Aux Îles, moins d’une demie-douzaine ont pu en profiter.

Le président de l’APPIM, Mario Dérapse, croit que le moment est venu, pour la ministre Gail Shea, d’en assouplir les règles d’admissibilité:

L’APPIM propose, à la ministre des Pêches et des Océans, une nouvelle formule d’accessibilité à l’aide gouvernementale en fonction de la baisse de revenu de chacun, due à l’affaissement du prix du homard sur les marchés.

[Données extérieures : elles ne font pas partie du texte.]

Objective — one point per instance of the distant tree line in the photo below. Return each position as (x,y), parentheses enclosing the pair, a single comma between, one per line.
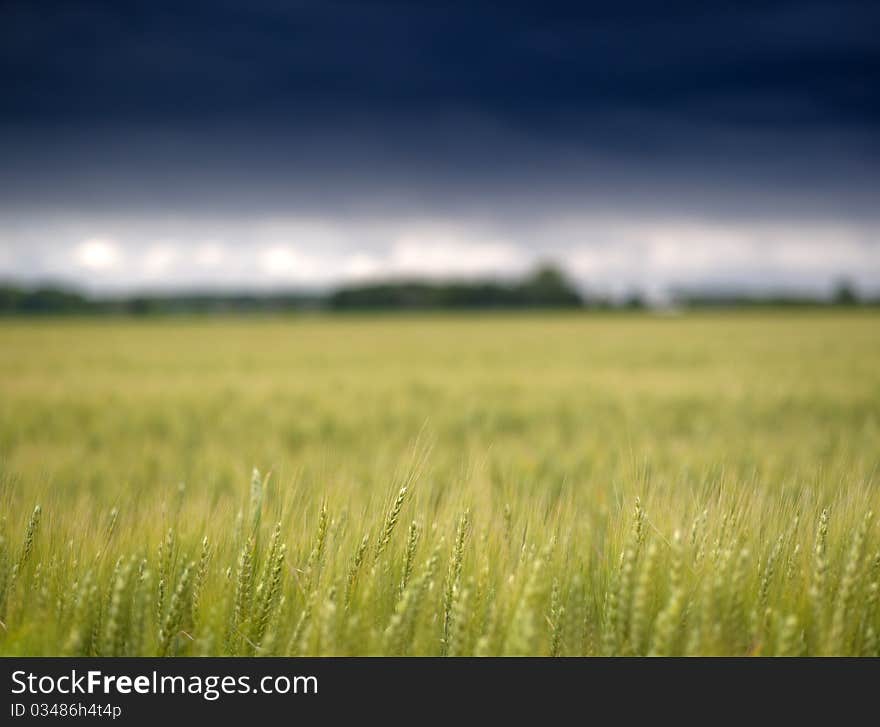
(545,288)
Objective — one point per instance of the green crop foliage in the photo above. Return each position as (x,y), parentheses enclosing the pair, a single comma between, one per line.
(528,484)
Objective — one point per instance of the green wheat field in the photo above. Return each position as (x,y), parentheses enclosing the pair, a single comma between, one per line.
(544,484)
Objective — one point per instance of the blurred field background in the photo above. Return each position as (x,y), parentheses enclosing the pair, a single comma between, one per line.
(549,461)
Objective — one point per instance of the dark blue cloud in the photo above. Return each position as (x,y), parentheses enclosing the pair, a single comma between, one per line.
(536,66)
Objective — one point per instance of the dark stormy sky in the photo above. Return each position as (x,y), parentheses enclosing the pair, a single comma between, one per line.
(270,144)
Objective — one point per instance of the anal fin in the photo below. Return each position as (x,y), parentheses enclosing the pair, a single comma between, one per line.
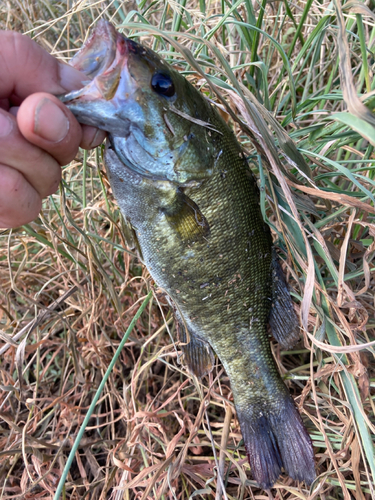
(283,319)
(197,354)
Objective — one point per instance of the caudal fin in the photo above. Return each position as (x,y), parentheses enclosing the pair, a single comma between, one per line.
(275,441)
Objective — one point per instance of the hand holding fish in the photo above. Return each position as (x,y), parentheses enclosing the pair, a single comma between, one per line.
(38,133)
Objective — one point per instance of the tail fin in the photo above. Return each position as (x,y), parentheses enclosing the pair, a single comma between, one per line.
(276,440)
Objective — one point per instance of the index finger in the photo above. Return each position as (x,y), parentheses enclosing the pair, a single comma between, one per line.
(27,68)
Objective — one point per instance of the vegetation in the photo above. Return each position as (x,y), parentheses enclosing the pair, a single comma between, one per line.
(285,74)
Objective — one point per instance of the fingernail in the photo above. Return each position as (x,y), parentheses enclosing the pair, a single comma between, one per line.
(50,122)
(6,124)
(100,134)
(70,78)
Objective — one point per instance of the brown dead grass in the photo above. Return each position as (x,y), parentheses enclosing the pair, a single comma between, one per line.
(70,284)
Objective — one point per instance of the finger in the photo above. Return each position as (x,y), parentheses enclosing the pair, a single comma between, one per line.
(91,137)
(20,56)
(20,203)
(39,168)
(44,121)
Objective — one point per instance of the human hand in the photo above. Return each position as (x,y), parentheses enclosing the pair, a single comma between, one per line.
(38,133)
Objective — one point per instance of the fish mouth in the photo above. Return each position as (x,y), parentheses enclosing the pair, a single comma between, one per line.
(103,58)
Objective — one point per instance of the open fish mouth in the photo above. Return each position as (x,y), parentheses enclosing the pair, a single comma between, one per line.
(104,60)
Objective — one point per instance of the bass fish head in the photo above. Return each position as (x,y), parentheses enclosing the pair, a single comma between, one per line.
(158,122)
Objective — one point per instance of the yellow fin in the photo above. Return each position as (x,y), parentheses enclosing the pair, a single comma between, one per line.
(197,354)
(186,218)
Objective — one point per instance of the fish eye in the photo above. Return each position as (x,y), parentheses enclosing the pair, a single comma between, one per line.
(163,84)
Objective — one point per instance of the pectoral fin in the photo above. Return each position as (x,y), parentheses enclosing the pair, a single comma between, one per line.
(283,320)
(187,219)
(198,355)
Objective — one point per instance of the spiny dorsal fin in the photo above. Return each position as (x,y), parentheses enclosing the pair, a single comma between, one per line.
(197,354)
(186,218)
(283,320)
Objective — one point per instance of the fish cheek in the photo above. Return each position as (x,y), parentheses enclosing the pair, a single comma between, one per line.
(186,219)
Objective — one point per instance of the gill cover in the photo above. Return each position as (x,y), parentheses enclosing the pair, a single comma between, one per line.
(150,110)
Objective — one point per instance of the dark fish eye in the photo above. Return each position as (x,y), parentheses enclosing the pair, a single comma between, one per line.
(163,84)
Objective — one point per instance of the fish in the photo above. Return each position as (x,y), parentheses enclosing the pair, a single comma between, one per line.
(184,187)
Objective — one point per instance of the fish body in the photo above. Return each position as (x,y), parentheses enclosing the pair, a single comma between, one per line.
(183,184)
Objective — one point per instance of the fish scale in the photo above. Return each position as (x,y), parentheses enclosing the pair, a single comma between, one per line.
(184,186)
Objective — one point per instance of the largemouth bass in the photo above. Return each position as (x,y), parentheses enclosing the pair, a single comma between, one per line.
(183,184)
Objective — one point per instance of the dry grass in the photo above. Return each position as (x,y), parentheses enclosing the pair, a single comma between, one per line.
(70,286)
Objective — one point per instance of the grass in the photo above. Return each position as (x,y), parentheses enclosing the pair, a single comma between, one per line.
(70,286)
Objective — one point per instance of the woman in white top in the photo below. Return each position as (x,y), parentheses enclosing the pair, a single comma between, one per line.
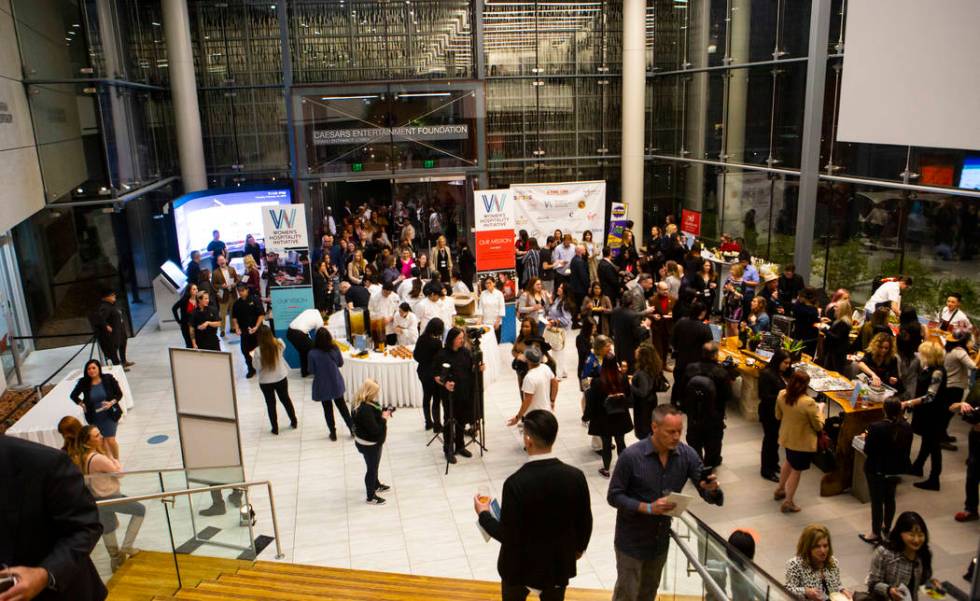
(406,325)
(533,302)
(273,369)
(492,306)
(88,451)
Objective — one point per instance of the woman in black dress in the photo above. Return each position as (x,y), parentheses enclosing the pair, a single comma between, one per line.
(772,379)
(607,403)
(807,317)
(457,391)
(428,346)
(927,416)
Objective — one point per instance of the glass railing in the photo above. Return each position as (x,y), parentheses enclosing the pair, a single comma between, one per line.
(180,513)
(703,565)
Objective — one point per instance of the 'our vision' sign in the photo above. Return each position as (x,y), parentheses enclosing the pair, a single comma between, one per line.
(366,135)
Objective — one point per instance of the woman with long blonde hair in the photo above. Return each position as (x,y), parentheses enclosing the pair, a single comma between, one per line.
(370,431)
(273,369)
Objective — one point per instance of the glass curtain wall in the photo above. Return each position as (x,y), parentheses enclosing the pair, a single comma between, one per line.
(96,73)
(554,80)
(726,90)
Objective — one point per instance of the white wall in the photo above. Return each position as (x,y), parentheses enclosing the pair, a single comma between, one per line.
(21,189)
(910,73)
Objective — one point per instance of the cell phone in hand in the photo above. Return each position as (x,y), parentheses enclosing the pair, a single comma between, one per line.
(7,583)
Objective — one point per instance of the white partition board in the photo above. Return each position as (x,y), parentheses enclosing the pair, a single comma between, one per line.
(207,412)
(208,443)
(910,74)
(203,382)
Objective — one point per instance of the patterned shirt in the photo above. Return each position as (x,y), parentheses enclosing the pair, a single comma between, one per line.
(800,576)
(889,569)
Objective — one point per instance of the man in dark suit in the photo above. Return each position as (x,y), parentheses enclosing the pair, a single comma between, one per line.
(109,328)
(608,275)
(49,523)
(688,338)
(545,518)
(579,281)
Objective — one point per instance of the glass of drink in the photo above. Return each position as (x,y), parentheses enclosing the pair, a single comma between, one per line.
(483,493)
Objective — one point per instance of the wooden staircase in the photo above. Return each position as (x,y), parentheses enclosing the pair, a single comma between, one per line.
(150,575)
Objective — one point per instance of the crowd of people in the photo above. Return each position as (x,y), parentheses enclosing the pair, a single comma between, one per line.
(642,319)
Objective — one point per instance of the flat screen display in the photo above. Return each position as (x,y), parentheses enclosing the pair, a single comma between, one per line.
(174,273)
(970,176)
(235,213)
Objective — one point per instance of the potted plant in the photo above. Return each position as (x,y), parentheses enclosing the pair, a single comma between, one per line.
(793,348)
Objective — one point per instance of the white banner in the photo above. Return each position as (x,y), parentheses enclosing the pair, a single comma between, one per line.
(285,228)
(571,207)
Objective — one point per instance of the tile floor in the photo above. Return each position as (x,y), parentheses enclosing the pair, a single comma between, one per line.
(428,526)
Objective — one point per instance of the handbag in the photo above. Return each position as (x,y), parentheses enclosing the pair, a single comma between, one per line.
(555,337)
(616,403)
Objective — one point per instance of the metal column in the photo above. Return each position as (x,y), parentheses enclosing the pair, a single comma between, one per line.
(816,76)
(183,91)
(634,97)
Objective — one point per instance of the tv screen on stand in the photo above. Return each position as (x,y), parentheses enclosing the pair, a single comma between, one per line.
(235,213)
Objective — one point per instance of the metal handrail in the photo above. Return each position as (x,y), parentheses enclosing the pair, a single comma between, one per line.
(170,495)
(709,582)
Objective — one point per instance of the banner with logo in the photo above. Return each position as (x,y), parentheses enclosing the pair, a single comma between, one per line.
(285,228)
(494,230)
(691,222)
(617,223)
(571,207)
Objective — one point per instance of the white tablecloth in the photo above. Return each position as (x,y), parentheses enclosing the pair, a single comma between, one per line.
(400,384)
(40,424)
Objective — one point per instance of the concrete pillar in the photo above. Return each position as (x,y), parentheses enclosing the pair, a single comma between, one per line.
(183,91)
(634,94)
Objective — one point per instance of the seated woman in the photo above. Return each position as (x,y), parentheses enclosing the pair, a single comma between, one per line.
(879,362)
(89,453)
(904,562)
(813,574)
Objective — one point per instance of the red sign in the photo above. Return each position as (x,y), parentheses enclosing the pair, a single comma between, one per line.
(495,250)
(691,222)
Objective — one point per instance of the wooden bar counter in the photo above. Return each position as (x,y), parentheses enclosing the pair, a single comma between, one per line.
(854,420)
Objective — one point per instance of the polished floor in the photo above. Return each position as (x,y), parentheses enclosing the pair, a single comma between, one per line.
(428,526)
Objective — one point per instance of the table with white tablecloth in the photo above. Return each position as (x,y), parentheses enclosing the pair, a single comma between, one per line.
(40,423)
(399,381)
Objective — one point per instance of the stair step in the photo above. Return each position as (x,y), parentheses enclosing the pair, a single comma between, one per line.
(322,572)
(357,587)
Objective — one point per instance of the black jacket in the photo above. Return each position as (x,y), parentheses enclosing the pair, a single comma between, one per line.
(608,275)
(80,394)
(48,518)
(368,423)
(688,337)
(424,354)
(545,523)
(580,276)
(887,448)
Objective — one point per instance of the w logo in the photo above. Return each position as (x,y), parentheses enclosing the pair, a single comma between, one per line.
(279,218)
(493,202)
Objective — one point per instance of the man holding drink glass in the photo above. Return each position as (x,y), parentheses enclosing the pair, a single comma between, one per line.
(545,519)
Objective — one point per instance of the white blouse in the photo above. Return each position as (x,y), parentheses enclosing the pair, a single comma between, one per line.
(491,306)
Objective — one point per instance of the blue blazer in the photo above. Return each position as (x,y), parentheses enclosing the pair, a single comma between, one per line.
(328,384)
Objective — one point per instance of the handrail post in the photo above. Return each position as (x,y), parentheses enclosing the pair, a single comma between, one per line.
(275,522)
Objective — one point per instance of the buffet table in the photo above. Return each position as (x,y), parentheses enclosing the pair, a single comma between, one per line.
(400,384)
(854,420)
(40,424)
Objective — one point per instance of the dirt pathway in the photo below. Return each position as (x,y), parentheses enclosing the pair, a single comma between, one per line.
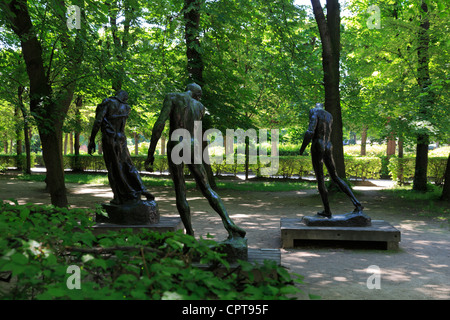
(419,270)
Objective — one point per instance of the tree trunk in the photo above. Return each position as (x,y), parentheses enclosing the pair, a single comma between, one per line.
(49,113)
(66,138)
(78,104)
(136,144)
(26,130)
(446,191)
(329,30)
(163,145)
(195,64)
(247,156)
(19,132)
(426,100)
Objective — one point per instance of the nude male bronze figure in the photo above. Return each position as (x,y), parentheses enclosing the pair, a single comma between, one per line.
(183,110)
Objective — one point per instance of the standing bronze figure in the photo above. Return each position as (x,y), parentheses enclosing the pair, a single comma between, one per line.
(319,132)
(124,179)
(182,110)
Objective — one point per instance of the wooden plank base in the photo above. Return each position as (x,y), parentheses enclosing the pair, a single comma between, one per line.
(165,224)
(294,232)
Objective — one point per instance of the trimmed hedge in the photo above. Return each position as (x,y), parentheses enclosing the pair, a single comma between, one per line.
(402,169)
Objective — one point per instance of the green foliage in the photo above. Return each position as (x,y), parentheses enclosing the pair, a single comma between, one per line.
(363,167)
(402,169)
(39,243)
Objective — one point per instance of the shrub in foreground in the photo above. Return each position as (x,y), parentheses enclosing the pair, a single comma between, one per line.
(42,248)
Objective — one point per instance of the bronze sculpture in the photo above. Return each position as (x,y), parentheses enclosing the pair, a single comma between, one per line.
(123,177)
(319,132)
(183,110)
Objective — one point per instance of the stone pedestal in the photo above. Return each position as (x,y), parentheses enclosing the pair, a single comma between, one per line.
(165,224)
(235,249)
(139,215)
(294,233)
(143,212)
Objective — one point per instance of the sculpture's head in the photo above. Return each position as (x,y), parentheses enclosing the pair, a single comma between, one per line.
(195,89)
(122,95)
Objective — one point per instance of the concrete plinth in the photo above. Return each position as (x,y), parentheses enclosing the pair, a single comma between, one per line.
(294,232)
(141,212)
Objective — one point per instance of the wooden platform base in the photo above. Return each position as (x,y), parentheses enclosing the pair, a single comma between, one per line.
(165,224)
(295,233)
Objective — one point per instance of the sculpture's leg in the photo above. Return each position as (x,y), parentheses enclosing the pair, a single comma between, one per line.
(214,200)
(180,194)
(111,166)
(317,161)
(329,162)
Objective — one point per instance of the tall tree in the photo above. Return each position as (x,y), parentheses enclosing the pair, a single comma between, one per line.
(195,66)
(446,191)
(426,98)
(329,29)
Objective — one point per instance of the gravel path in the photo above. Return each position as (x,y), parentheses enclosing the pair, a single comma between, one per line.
(420,269)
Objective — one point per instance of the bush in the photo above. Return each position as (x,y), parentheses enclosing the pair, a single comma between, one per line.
(39,243)
(363,167)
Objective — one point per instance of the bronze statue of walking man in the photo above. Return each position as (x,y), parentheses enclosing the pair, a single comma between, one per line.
(319,132)
(183,110)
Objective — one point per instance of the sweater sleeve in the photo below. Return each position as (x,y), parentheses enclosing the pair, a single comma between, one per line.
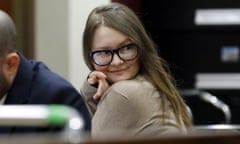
(87,91)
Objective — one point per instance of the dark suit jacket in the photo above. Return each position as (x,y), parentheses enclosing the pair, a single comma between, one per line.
(36,84)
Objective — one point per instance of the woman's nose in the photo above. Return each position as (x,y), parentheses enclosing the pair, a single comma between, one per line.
(116,60)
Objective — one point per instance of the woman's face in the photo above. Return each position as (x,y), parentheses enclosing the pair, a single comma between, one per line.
(106,38)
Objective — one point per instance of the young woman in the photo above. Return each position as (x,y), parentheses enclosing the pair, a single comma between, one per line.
(129,91)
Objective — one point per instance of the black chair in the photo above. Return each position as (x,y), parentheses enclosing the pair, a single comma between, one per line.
(205,108)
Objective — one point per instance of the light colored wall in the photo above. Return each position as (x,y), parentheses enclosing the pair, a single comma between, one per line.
(59,26)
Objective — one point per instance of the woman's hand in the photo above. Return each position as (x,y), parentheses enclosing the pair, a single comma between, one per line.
(98,78)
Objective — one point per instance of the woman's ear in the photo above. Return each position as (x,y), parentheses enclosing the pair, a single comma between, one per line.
(10,65)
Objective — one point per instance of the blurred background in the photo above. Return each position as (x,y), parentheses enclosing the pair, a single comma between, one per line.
(200,40)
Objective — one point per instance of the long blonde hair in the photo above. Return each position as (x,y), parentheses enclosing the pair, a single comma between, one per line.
(153,67)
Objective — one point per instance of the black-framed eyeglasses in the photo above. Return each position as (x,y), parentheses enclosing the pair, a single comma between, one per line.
(104,57)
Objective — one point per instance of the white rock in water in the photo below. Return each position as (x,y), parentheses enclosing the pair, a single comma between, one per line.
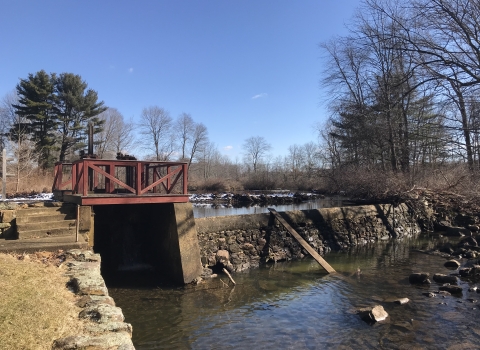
(373,314)
(402,301)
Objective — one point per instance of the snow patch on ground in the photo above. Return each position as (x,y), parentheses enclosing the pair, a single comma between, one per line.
(35,197)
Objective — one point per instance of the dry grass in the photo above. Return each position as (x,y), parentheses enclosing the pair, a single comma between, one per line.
(35,306)
(34,183)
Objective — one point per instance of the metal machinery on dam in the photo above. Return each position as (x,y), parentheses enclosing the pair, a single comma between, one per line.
(137,209)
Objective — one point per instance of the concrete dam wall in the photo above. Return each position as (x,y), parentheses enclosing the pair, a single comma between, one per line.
(252,239)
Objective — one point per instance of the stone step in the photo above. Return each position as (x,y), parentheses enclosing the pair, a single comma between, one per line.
(45,218)
(50,244)
(64,209)
(46,226)
(53,232)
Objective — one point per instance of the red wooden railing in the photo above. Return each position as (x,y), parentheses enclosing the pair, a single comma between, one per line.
(89,176)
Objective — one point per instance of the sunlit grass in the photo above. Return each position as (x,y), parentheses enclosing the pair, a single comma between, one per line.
(35,306)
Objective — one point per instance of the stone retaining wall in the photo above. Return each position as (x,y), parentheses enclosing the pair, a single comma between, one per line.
(105,328)
(242,242)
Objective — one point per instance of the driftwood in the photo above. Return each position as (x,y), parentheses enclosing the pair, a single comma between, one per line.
(229,276)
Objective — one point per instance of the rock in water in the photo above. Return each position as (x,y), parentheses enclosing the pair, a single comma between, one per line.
(402,301)
(419,278)
(451,289)
(373,314)
(452,263)
(442,278)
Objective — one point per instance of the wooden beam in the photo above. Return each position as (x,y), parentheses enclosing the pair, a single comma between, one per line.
(300,240)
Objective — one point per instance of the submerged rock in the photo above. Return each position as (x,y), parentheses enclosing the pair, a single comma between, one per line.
(401,301)
(457,232)
(442,278)
(373,314)
(419,278)
(452,263)
(451,289)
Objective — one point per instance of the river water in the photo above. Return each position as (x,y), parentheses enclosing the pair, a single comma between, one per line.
(202,210)
(296,305)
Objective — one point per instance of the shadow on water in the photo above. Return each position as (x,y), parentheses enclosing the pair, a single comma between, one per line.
(297,305)
(201,210)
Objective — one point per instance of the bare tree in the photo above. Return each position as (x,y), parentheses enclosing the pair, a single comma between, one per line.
(116,136)
(184,128)
(199,139)
(8,117)
(255,149)
(295,160)
(155,125)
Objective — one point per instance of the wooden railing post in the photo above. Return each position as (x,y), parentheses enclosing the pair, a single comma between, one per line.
(168,180)
(185,178)
(138,178)
(86,172)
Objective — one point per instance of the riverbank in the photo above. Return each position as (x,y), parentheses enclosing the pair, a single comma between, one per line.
(58,301)
(35,306)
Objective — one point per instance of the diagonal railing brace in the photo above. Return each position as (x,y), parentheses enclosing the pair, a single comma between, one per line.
(304,244)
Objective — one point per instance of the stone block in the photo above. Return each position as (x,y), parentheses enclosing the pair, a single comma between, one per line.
(102,313)
(119,340)
(7,216)
(92,284)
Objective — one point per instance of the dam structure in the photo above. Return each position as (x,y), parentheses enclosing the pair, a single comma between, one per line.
(130,209)
(137,214)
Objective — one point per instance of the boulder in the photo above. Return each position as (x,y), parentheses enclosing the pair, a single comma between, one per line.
(120,340)
(401,301)
(442,278)
(102,313)
(468,241)
(419,278)
(442,225)
(452,263)
(457,232)
(91,284)
(473,228)
(373,314)
(451,289)
(222,256)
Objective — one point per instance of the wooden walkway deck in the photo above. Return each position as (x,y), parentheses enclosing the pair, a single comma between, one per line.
(104,182)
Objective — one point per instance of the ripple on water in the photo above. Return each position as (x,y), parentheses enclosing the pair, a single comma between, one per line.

Actuellement, l’aide maximale de cinq mille dollars est limitée à ceux dont les revenus ont chuté de 25 pour cent, alors qu’aux Îles la diminution moyenne a été de 22 pour cent, l’an dernier, d’expliquer Mario Déraspe:

L’APPIM demande aussi au ministère de relever la limite des revenus bruts des entreprises admissibles à son programme d’aide directe aux homardiers en difficulté.

Cette limite, fixée à 50 mille dollars, pénalise la flottille des Îles dont les dépenses d’exploitation moyenne s’élèvent à 85 mille dollars, de souligner Mario Déraspe.

Il veut surtout éviter que l’argent qui n’a pas encore été dépensé soit retourné au trésor public.